I personally feel that the paxil is not causing me to gain weight, but not having to worry about what type of food I'm eating and/or at what time of day I'm eating is the culprit. After 21 years of having IBS-D, I have been given a get out of jail free card. I went from a too thin 185 pounds to 219 pounds (about 12-14 pounds heavier then my target). But I would gladly make the weight for IBS-D trade any day of my life.David


----------



## MDN (Mar 14, 2003)

Jetfan- Did you try any other antidepressants for IBS-D besides Paxil? I am on Lexapro and it isn't strong enough so we are either going with an older TCA like Elavil or Pamelor, and if not..another SSRI..which will be the Paxil.After reading these posts it almost makes me want to skip the TCA trial and jump onto Paxil!


----------



## Jetfan20 (May 31, 2003)

I did try elavil, it did nothing for my IBS-D, but it made me exhausted andzombie like. Paxil worked on my IBS-D right away, but I did have to deal with some side effects like sweating, waking up in the middle of the night but the side effects went away within a month. I would definitly try paxil, it has been a miracle for me.


----------



## snickers32471 (Dec 5, 2003)

As soon as I started taking Paxil, my IBS-D when away. Before Lotronex came along, I didn't have a life. It was filled with constant bathroom anxiety to the point where I couldn't even go food shopping. When Lotronex was taken off the market, my world was shattered. I had to find something else that would help me! Finally, someone else that I worked with who had severe IBS-D suggested I try Paxil. What a miracle I thought it was!Since trying Paxil, I have some side effects like night sweats (I'm drenched when I get up in the morning) and weight gain (25 pounds).
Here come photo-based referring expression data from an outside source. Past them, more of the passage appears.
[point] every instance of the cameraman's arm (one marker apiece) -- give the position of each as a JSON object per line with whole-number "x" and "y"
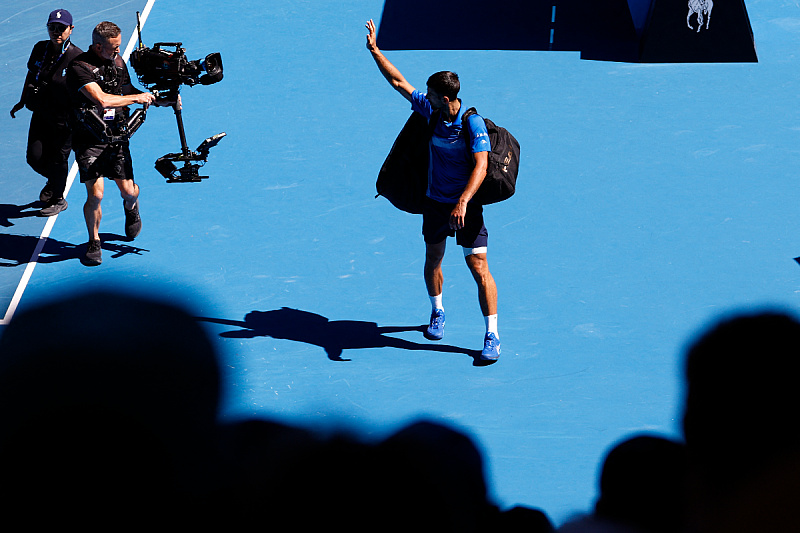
{"x": 93, "y": 92}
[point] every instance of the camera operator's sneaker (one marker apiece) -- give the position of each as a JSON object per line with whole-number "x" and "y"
{"x": 94, "y": 253}
{"x": 53, "y": 208}
{"x": 435, "y": 330}
{"x": 491, "y": 347}
{"x": 133, "y": 222}
{"x": 47, "y": 194}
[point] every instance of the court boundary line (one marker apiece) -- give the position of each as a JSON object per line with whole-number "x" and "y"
{"x": 51, "y": 221}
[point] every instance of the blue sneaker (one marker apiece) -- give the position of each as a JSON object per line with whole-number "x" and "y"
{"x": 435, "y": 330}
{"x": 491, "y": 347}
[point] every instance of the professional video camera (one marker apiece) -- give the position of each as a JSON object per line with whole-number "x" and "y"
{"x": 163, "y": 71}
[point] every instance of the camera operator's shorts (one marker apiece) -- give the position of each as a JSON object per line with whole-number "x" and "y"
{"x": 111, "y": 161}
{"x": 436, "y": 224}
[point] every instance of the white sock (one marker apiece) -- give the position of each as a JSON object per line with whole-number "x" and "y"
{"x": 491, "y": 324}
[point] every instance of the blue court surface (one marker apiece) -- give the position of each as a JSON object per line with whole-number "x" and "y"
{"x": 652, "y": 199}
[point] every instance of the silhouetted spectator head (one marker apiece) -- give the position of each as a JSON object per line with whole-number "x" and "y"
{"x": 109, "y": 399}
{"x": 642, "y": 484}
{"x": 742, "y": 401}
{"x": 440, "y": 470}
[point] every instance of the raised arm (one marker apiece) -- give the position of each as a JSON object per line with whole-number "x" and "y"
{"x": 388, "y": 70}
{"x": 96, "y": 95}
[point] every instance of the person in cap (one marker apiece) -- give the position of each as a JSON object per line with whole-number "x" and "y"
{"x": 45, "y": 94}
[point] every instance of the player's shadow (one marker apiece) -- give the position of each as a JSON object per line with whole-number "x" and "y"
{"x": 334, "y": 336}
{"x": 16, "y": 250}
{"x": 8, "y": 212}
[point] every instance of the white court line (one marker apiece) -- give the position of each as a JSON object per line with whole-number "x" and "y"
{"x": 51, "y": 221}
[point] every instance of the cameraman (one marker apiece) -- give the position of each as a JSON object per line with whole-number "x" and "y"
{"x": 100, "y": 86}
{"x": 45, "y": 94}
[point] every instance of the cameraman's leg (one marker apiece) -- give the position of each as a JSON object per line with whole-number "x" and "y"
{"x": 129, "y": 191}
{"x": 92, "y": 211}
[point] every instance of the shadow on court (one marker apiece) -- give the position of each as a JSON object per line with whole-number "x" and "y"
{"x": 16, "y": 250}
{"x": 12, "y": 211}
{"x": 334, "y": 336}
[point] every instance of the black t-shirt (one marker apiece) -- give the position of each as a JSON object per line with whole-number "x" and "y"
{"x": 110, "y": 75}
{"x": 88, "y": 67}
{"x": 47, "y": 70}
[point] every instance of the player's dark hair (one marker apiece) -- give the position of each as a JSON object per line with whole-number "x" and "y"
{"x": 445, "y": 83}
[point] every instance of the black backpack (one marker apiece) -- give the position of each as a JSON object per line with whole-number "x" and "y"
{"x": 403, "y": 178}
{"x": 501, "y": 176}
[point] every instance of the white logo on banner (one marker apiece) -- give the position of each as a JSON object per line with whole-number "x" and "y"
{"x": 700, "y": 7}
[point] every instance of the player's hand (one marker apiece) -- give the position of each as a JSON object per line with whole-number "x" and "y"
{"x": 371, "y": 36}
{"x": 458, "y": 216}
{"x": 16, "y": 108}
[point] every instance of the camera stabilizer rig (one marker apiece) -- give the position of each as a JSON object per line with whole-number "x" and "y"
{"x": 163, "y": 72}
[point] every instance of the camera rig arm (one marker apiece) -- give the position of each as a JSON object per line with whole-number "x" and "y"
{"x": 163, "y": 71}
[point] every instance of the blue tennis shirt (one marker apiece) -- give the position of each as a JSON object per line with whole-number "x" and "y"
{"x": 450, "y": 162}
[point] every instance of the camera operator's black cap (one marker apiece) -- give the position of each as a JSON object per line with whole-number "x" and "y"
{"x": 60, "y": 16}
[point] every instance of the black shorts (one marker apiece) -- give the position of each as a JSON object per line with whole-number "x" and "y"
{"x": 436, "y": 224}
{"x": 111, "y": 161}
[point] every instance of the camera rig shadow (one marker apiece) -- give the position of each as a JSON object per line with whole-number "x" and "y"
{"x": 162, "y": 69}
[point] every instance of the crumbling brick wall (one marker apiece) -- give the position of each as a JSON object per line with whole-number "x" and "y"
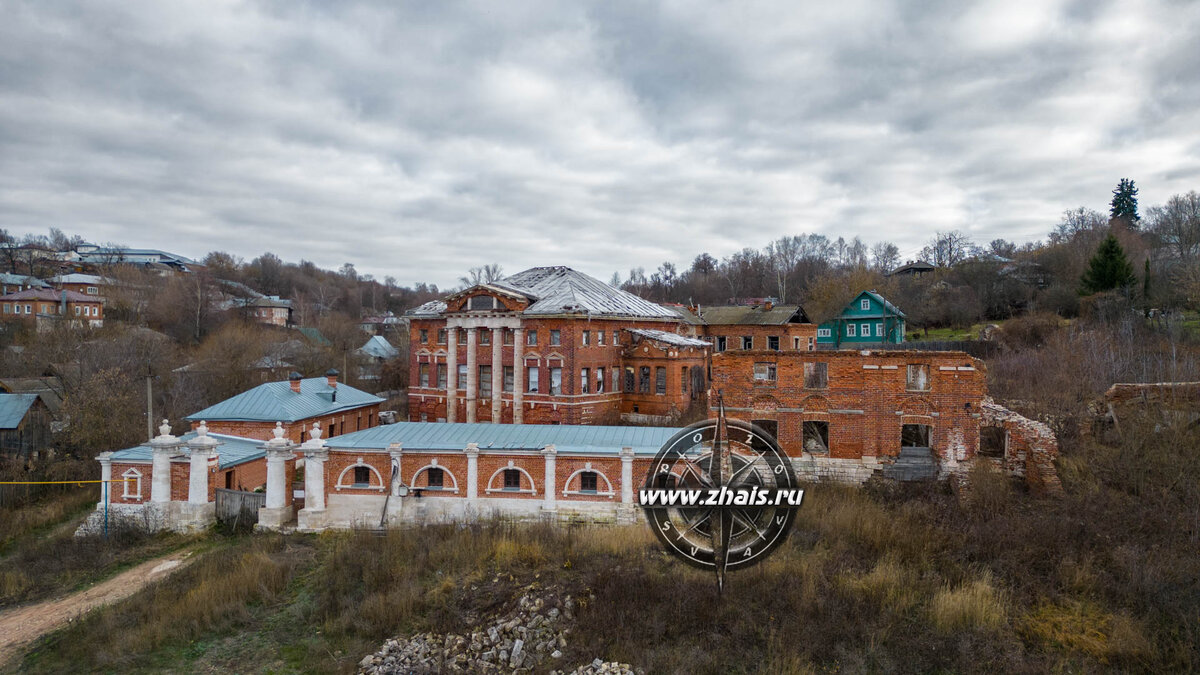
{"x": 1030, "y": 447}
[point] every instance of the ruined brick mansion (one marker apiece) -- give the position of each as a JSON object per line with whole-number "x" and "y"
{"x": 517, "y": 389}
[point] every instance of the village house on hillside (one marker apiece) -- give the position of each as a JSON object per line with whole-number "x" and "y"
{"x": 45, "y": 306}
{"x": 869, "y": 320}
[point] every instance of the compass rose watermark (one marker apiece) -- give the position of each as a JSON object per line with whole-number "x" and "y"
{"x": 721, "y": 495}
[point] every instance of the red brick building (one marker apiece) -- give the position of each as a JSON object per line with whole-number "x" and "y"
{"x": 556, "y": 346}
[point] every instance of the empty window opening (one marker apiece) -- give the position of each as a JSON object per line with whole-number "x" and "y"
{"x": 816, "y": 436}
{"x": 915, "y": 436}
{"x": 993, "y": 441}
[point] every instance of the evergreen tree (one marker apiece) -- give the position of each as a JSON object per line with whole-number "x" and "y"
{"x": 1125, "y": 202}
{"x": 1108, "y": 269}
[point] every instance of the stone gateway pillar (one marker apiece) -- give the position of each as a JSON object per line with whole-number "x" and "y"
{"x": 199, "y": 512}
{"x": 277, "y": 511}
{"x": 551, "y": 455}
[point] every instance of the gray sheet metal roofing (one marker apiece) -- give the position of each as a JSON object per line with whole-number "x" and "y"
{"x": 565, "y": 438}
{"x": 275, "y": 401}
{"x": 670, "y": 338}
{"x": 13, "y": 408}
{"x": 562, "y": 290}
{"x": 232, "y": 451}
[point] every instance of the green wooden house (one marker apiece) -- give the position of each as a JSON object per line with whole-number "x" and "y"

But you know what, I'll take the weight gain and the sweating over the horrible IBS-D anyday!!!! I am currently waiting for cilestron to become available and when it does, I'm going to ween myself off of Paxil and try it. However, ,I will be happy with the normalness "Paxil" will provide me until that time. Good Luck!!!


----------



## BRking (Sep 3, 2003)

dear all paxel users i'm IBS-D;I just got a trial pack of paxil today from my doc.all you guys give me the confidence that it"ll work so i can have a life for a change ! by the way how much is the dosage that helped you on paxil? i'm starting at 20 mg. GOOD LUCK TO ALL. BRKING


----------



## susaloh (Dec 28, 2002)

I'm not on Paxil but on Elavil which is also supposed to cause lots of weight gain. I was a bit worried because I had read about people gaining 20 pounds and more. My weight had been 100% stable for years, in fact I had been unable to put on more weight but as soon as I started the Elavil I put on 4 pounds in three weeks without eating any more. I couldn't believe how fast this happened, but then I intervened. I thought, IBS forced me to stick to such a strict diet, I should be able to cope with this, too. I played around with my nutrition a bit and realised that perhaps due to the sedating effect of the Elavil, I needed less calories. But not so much less as I had thought! So I cut down on sweets. I also started to do more exercise more seriously and I use my bike to go to places whenever I can. Well, my weight has been stable again, though 4 pounds above my old weight, but I used to be too thin and now it feels just right. And I'm still eating some sweets!Though perhaps I should add that I'm on a low dosage (25mg), perhaps it's harder when you're taking more!Susaloh


----------



## leslie204 (Feb 1, 2003)

When I first started Paxil one and a half years ago my IBS-D disapeared completely. Then, the colonic effect wore off about 3 months later. I have stayed on the Paxil because it is a wonderful med for my depression. My doctor explained that Paxil itself does not cause the weight gain, it makes your appetite increase. My question for some of you now is how much Paxil do you take to help your IBS? I take 30 mg. and am wondering if increasing my dosage will help. Leslie


----------



## 16331 (Dec 14, 2005)

Paxil gave me Anxiety Attacks at night, has anyone else had this. I was on 10 mg, and doing fine, but then I was tweaking it, to 12.5 , then 20mg on my own, then back to 10 mg. You think that had anything to do with the severe Panic Anxiety attack I had one night, worst in my life.


----------



## 17038 (Jul 18, 2006)

Does anyone know if Paxil is good for people with IBS-C?


----------



## 16331 (Dec 14, 2005)

Could some one pls answer my question from above please.


----------



## 17038 (Jul 18, 2006)

CVOOR: I just started taking Paxil. I took my first pill last night. The doctor gave me 20mg, but I'm thinking I should have cut the pill in half and only taken that, because last night I also woke up with what felt like the beginning of a panic attack. Luckily I was able to calm myself down, and now I'm just kind of shaky, and I can't sleep. So I'm thinking 10mg is probably better. Maybe you should stay on 10mg a while longer.


----------



## 14244 (May 28, 2006)

I just starting taking paxil in July too. I started at 12.5 and then after a week doubled it to 25. I found the 25mg has really helped me. I haven't had any real side effects except the feeling of being tired. I still find myself feeling tense. My IBS-C is much better. I am still having problems with my weak stomach spinter and get acid refux a lot. I also take prevacid with sometimes helps. I also went to a dietian who put me on a high fiber and protein diet which is really helping the C.I don't know how long I need to stay on the paxil? My GI specialist said some people take up to 60 mg but I don't plan on going that high.


----------



## 16331 (Dec 14, 2005)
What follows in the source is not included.